Third, retrievers should map to the MCP connector model. My current searchBlogPosts / searchDocs are hard-coded D1 + Vectorize calls. Switching to an MCP-style interface means that adding external data sources in the future (e.g., other blogs, Hacker News, paper databases) is just adding a connector — no graph changes needed.

Overall Architecture (Comparison Diagram)

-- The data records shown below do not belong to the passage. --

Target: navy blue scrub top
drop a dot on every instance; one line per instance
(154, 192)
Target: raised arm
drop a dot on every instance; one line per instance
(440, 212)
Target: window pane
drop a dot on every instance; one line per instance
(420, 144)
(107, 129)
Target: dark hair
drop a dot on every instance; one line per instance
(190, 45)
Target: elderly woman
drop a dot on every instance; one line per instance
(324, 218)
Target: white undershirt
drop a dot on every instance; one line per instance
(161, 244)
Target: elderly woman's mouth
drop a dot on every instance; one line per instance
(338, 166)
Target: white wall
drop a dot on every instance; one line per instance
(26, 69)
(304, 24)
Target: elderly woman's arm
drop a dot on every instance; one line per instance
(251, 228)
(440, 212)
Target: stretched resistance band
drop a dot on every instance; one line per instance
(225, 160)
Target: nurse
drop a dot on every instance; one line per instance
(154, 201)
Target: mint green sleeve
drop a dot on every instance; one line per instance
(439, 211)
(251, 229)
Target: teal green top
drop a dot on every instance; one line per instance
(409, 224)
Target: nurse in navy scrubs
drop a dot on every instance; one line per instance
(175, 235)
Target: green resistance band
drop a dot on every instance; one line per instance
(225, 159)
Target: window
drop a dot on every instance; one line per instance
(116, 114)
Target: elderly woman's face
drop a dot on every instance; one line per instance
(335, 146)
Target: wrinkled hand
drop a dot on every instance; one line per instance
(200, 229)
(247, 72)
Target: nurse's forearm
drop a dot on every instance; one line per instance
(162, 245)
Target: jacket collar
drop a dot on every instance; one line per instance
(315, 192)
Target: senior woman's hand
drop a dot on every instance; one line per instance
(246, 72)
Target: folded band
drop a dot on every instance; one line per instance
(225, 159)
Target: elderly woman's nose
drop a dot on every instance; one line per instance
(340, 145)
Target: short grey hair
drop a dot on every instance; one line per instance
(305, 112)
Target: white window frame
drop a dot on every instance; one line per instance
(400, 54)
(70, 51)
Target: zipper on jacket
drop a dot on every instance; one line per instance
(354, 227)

┌─────────────────────────────────────────────────────────┐
│  anthropics/financial-services                          │
│                                                         │
│  ┌──────────────┐    ┌──────────────┐                  │
│  │ Cowork Plugin│    │ Managed API  │   ← Runtime layer │
│  └──────┬───────┘    └──────┬───────┘                  │
│         └──────┬─────────────┘                          │
│                ▼                                        │
│      ┌──────────────────┐                              │
│      │ Agent Definition │   ← Prompt + Skill (markdown)│
│      └────────┬─────────┘                              │
│               ▼                                        │
│      ┌──────────────────┐                              │
│      │   MCP Connectors │   ← Data layer (swappable)   │
│      └──────────────────┘                              │
└─────────────────────────────────────────────────────────┘

┌─────────────────────────────────────────────────────────┐
│  quidproquo RAG (comparison)                            │
│                                                         │
│  ┌──────────────┐    ┌──────────────┐                  │
│  │ /api/chat SSE│    │ (future) batch│  ← Runtime layer │
│  └──────┬───────┘    └──────┬───────┘                  │
│         └──────┬─────────────┘                          │
│                ▼                                        │
│      ┌──────────────────────────┐                      │
│      │ LangGraph                │                      │
│      │ planner→research→writer  │   ← Graph definition │
│      │ →critic→related          │                      │
│      └──────────┬───────────────┘                      │
│                 ▼                                      │
│      ┌──────────────────────────┐                      │
│      │ search-posts/docs/detail │   ← Data layer       │
│      └──────────────────────────┘     (to be swapped)  │
└─────────────────────────────────────────────────────────┘

The Big Picture

anthropics/financial-services isn’t a demo of “how great Claude is in finance.” It’s Anthropic’s concrete position on “what enterprise-grade Agent systems should look like”:

  • Agents are workflows, not skills — decomposed by business responsibility
  • Prompts are decoupled from runtime — Cowork and API share the same definitions
  • The data layer must be swappable — MCP connectors are a mandatory design choice
  • Lowering the contribution barrier takes priority over type safety — pure files, no build step

For teams building RAG or multi-agent systems, what’s most worth stealing isn’t the financial prompts themselves but this layered thinking. Next time you design a graph, ask first: is the runtime coupled to the graph? Are retrievers hard-coded? Are these Agents meant for humans or for other Agents?

Answer these questions clearly before you start writing code.